Революционерки, окружавшие Монсеррат, при этих словах разразились восторженными криками. Заплескались красные стяги. Кто-то вытолкнул Эмму из группы, как будто она – враг, ренегатка, которой не место на баррикаде. Провожая бывшую подругу взглядом, Монсеррат пальцем указала на нее:
– Ты не имела права называться моим именем!
Эмма, которую теперь толкали со всех сторон, старалась не потерять из виду Монсеррат, в страхе перед ненавистью и гневом, которые переполняли ту, что была когда-то ее подругой. И, по крайней мере в сердце Эммы, ею оставалась. Эмма любила ее, у нее в мыслях не было ей навредить.

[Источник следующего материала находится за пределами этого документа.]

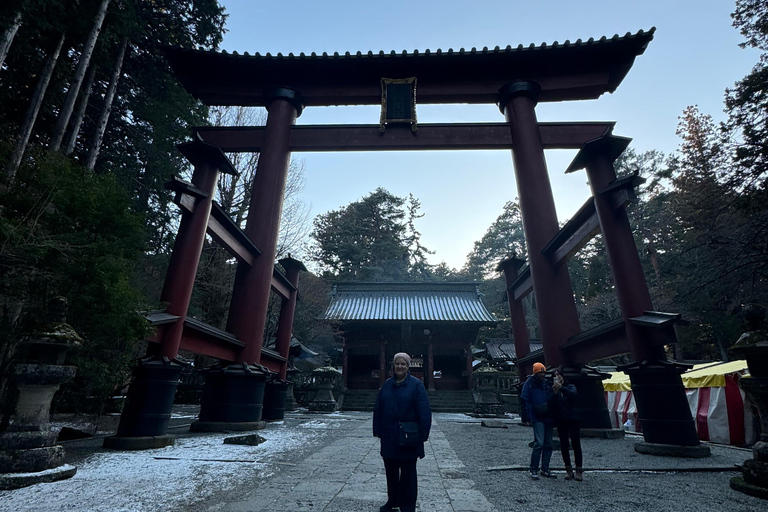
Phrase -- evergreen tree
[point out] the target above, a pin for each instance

– Ты изменила делу, покорно подчинилась попам и буржуям, продалась капиталу, – безжалостно продолжала та.
Диатрибу Монсеррат прервали выстрелы. То были вольные стрелки из бастующих, они устроились на крышах и пытались поразить солдат, которые неуклонно приближались.

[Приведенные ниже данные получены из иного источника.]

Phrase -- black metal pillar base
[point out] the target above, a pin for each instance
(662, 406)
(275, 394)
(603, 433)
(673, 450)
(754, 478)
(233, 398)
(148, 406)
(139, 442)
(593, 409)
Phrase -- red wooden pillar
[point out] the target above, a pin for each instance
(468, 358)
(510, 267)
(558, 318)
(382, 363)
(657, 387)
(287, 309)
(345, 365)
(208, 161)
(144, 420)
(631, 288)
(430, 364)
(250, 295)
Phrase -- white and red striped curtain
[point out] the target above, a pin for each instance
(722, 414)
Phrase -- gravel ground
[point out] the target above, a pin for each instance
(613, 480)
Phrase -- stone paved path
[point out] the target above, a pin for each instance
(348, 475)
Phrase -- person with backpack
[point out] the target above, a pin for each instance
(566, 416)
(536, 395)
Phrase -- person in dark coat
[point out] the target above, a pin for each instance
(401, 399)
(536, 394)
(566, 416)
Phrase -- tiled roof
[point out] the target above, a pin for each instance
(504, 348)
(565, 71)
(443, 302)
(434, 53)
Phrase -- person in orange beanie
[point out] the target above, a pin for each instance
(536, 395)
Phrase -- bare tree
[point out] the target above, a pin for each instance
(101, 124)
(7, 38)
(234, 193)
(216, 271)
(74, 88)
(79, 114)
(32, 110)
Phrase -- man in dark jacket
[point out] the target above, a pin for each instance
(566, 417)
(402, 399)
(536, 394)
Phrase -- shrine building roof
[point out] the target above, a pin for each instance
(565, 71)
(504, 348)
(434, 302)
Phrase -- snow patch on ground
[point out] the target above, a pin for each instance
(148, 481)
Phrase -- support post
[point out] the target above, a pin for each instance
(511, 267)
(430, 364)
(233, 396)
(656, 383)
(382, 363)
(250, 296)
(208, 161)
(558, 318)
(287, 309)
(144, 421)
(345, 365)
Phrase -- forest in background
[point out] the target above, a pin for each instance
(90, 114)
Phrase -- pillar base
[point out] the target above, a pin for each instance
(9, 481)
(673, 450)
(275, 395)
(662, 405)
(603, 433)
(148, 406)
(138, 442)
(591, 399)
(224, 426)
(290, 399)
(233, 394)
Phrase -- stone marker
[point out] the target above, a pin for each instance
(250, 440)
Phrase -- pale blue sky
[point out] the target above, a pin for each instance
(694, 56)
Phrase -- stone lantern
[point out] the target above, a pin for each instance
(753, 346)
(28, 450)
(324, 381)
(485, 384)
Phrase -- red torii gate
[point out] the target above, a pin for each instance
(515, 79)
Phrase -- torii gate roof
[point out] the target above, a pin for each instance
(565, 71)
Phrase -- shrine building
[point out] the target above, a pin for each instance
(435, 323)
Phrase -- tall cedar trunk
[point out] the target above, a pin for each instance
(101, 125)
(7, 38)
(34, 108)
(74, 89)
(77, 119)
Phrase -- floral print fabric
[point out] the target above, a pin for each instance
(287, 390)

– Предательница! – крикнула Монсеррат, указывая на Эмму.
Военные установили пулемет на достаточном расстоянии, чтобы оружие революционеров, скверное и устарелое, не причинило бы никакого вреда. Офицер велел восставшим разобрать баррикаду и очистить улицу. Анархистки, укрывшись за ненадежным укреплением, вместо ответа воздели свои стяги и яростно замахали ими.
Эмму потащила за собой толпа забастовщиков, которые бежали с баррикады, чтобы укрыться в безопасном месте. Она не хотела терять из виду Монсеррат. Запнулась, пошатнулась и оказалась одна на улице, большинство бежавших далеко за ее спиной, засевшие за баррикадой анархистки под красными знаменами и некоторые из бастующих – впереди, а за ними, еще дальше – солдаты. Монсеррат по-прежнему глядела на нее, стоя спиной к баррикаде.

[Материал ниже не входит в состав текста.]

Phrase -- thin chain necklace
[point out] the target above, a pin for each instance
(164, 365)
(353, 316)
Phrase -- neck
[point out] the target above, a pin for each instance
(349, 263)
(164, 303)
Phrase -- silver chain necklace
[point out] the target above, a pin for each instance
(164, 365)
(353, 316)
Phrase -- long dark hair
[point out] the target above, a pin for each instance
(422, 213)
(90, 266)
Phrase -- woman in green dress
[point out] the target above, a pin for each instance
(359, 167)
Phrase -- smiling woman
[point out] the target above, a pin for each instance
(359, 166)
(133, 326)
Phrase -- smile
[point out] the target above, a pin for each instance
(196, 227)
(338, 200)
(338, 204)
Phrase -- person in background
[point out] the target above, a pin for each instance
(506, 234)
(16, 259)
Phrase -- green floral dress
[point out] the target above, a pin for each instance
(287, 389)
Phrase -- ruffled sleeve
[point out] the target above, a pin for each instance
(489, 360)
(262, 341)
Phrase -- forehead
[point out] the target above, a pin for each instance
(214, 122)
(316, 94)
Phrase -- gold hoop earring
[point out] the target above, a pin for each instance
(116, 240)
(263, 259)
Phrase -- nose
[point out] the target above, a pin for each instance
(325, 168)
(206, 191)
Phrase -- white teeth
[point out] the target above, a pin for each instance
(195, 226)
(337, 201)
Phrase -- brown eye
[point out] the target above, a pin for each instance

Эмма раскрыла объятия, слезы текли у нее по щекам.
Гулко прозвучал очередной выстрел с крыши. Старик, укрывшийся в парадном, делал Эмме знаки, чтобы она поскорее присоединилась к нему. Две анархистки махали руками, показывали Монсеррат, чтобы та пригнулась, спряталась за баррикадой. Ни та ни другая не сдвинулись с места.
– Сестра! – крикнула Эмма.
– Нет! – гордо выпрямившись, отвечала Монсеррат. – Я тебе не сестра!
– Я люблю тебя!
– Укройтесь! – кричала одна из женщин.
– На землю! – сорвалась на визг другая.
Было поздно.
Сметая все на своем пути, затарахтел пулемет. Сухой треск пулеметной очереди отдавался от стен в тысячу раз сильней, чем отдельные выстрелы забастовщиков, засевших на крышах.
Эмма увидела, как голова подруги резко дернулась вперед, словно стремясь отделиться от тела, а лицо взорвалось. Потом Монсеррат упала ничком на мостовую и больше не двигалась, и алая, блестящая кровь стекала в лужи, оставшиеся после дождя.
8
Маристы – члены монашеской общины Малых братьев Девы Марии, один из членов которой основал Институт школьных братьев маристов; салезианцы – монахи, принадлежащие к Обществу Святого Франциска Сальского; занимались бедными детьми и юношами, предоставляя им кров над головой, образование, проводя катехизацию и готовя ко взрослой жизни.